How AI inferred sentiment analysis unlocks customer insights
Automated customer sentiment evaluations can help organizations understand their customers better, replace manual tasks and boost revenue by uncovering buying signals.
Every day, businesses leave critical customer insights buried inside support tickets, live chats and phone transcripts. This sinkhole exists because organizations have long relied on post-interaction surveys to capture customer sentiment. These surveys have a key flaw: They lack adequate responses from all customers except from the most delighted or deeply frustrated outliers. Despite this deficiency, the post-interaction survey remains the go-to mechanism for gathering customer sentiment for most companies, according to Metrigy research.
However, forward-thinking contact center operations are tapping into the power of AI inferred sentiment analysis to get themselves out of the mire. Today, inferred sentiment analysis uses large language models and context-aware processing to discern emotional tone of customer interactions. Essentially, inferred sentiment delivers a customer sentiment score for every touchpoint without requiring the customer to fill out a single survey.
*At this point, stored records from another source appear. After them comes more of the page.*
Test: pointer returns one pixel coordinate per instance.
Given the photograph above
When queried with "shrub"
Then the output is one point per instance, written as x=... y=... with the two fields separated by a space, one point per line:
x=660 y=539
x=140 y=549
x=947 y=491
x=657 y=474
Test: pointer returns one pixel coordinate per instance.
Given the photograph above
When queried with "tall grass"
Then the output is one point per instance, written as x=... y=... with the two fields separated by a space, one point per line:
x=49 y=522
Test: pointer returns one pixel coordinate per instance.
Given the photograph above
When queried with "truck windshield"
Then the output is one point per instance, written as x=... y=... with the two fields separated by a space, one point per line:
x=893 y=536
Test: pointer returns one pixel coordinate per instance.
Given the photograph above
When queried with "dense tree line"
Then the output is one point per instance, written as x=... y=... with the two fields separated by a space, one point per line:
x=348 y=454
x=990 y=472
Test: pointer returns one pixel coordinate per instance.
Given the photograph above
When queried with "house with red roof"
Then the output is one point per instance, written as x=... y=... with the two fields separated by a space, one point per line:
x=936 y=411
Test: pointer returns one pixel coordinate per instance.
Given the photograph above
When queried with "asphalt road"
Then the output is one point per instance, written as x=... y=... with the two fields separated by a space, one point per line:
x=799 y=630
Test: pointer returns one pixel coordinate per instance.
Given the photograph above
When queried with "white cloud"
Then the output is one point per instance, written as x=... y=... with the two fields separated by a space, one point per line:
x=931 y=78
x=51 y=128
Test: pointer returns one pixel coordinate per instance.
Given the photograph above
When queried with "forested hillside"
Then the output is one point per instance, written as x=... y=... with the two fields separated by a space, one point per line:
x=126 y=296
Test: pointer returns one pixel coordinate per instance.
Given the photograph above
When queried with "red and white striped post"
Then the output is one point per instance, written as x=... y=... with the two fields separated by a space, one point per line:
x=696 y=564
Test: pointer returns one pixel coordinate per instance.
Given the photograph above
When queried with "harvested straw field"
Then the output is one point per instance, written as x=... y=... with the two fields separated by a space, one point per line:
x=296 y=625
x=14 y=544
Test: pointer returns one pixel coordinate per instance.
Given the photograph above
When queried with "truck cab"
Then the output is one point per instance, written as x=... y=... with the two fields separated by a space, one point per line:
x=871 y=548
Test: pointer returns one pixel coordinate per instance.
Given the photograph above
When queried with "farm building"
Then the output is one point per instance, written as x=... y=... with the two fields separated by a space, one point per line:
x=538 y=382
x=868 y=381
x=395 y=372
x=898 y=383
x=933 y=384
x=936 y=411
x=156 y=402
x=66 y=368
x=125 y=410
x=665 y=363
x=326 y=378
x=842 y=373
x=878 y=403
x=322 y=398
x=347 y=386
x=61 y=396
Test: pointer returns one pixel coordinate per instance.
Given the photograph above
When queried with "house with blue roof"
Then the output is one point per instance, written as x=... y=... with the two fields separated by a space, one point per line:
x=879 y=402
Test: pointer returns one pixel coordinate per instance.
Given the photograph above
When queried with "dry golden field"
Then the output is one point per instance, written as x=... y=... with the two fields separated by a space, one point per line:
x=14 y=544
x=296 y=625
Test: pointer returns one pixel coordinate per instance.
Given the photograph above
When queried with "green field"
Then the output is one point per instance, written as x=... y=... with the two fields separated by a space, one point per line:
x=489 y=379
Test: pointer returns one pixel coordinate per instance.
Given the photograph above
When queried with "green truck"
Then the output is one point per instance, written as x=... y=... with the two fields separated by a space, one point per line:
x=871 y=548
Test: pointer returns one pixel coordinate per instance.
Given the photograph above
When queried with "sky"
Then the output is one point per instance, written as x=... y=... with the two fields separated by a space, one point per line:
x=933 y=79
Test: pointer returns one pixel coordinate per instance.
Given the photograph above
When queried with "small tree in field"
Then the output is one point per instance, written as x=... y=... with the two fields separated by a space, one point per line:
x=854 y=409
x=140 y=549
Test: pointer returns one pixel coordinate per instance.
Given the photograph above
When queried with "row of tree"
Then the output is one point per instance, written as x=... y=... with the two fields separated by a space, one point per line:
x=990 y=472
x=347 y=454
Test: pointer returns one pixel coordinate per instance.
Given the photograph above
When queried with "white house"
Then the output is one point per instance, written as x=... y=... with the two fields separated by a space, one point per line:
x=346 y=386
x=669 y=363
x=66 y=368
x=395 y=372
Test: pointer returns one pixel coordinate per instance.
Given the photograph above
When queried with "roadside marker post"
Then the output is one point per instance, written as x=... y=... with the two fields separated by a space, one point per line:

Since Metrigy began tracking inferred sentiment in early 2023, we've seen a big bump in use, from 15% to 45% in early 2025. But the real story is in the reported improvements in core operational metrics from its use.
The benefits of inferred sentiment analysis
Metrigy's "AI for Business Success: 2025-26" global research study of 1,104 companies underscores how inferred sentiment acts as a force multiplier for CX success, delivering substantial improvements in employee efficiency, costs and revenue.
Inferred sentiment ranks as the single-most-effective CX tool for driving down expenses, generating an average 22% decrease in operational costs.
Automating customer sentiment analysis offloads manual categorization and highlights crucial issues, resulting in a 31.7% surge in employee efficiency.
By capturing friction points and uncovering clear buying signals in real time, businesses experience a 26.7% boost in revenue.
Increasingly, inferred sentiment analysis doesn't stand alone. Rather, it's seen as one piece of the intelligence layer for CX, intertwined with conversational intelligence and interaction analytics.
Conversational intelligence drills down into the behavioral nuances of distinct voice or video calls, such as evaluating talk-to-listen ratios. Interaction analytics aggregates macro-level data across text and speech channels to pinpoint broad operational trends. Inferred sentiment bridges these two tools, running in the background and translating qualitative conversations into hard, quantifiable data points.
How does inferred sentiment analysis work?
In action, the tech looks like this: Inferred sentiment analysis turns human chatter into sentiment scores, fed into an interaction analytics dashboard. Interaction analytics constantly monitors those scores. Upon spotting a spike in negative sentiment scores linked to, say, a specific billing phrase, like "unauthorized charge," it coordinates with CRM and ERP systems to flag customer accounts, update billing routing rules or dynamically inject contextual warning questions into post-interaction surveys. For example, the question might be: "Based on the billing issue you discussed with our team today, how likely are you to explore alternative providers if this charge is not fully reversed?"
AI-enabled inferred sentiment analysis can unearth valuable insights that propel business improvements.
Additionally, contact center operations that shift to AI-enabled, automated sentiment evaluation can free up time that was lost to manual quality assurance. Successful contact center operations prioritize this extra time strategically. Rather than scaling down head count, successful companies put these saved hours back into the business, Metrigy has found. Some examples include:
Customer service teams use their freed capacity to query conversational data using natural language, drilling down into the precise root causes of client friction.
Supervisors use automatically generated empathy and tone metrics to provide rapid, data-backed guidance to contact center agents.
Organizations trigger immediate, proactive outreach to resolve emerging billing or technical failures before a customer chooses to churn.
Post-interaction and other customer survey types remain important tools, but in this age of AI, they're not the end of the road -- nor should they be. Relying exclusively on active feedback leaves companies with too muddied a view of their customers' sentiment. By deploying AI-enabled inferred sentiment analysis as part of the CX intelligence layer, they can unearth the valuable insights that propel business improvements.
Beth Schultz is vice president of research and principal analyst at Metrigy. She focuses her research on unified communications, collaboration and digital customer experience.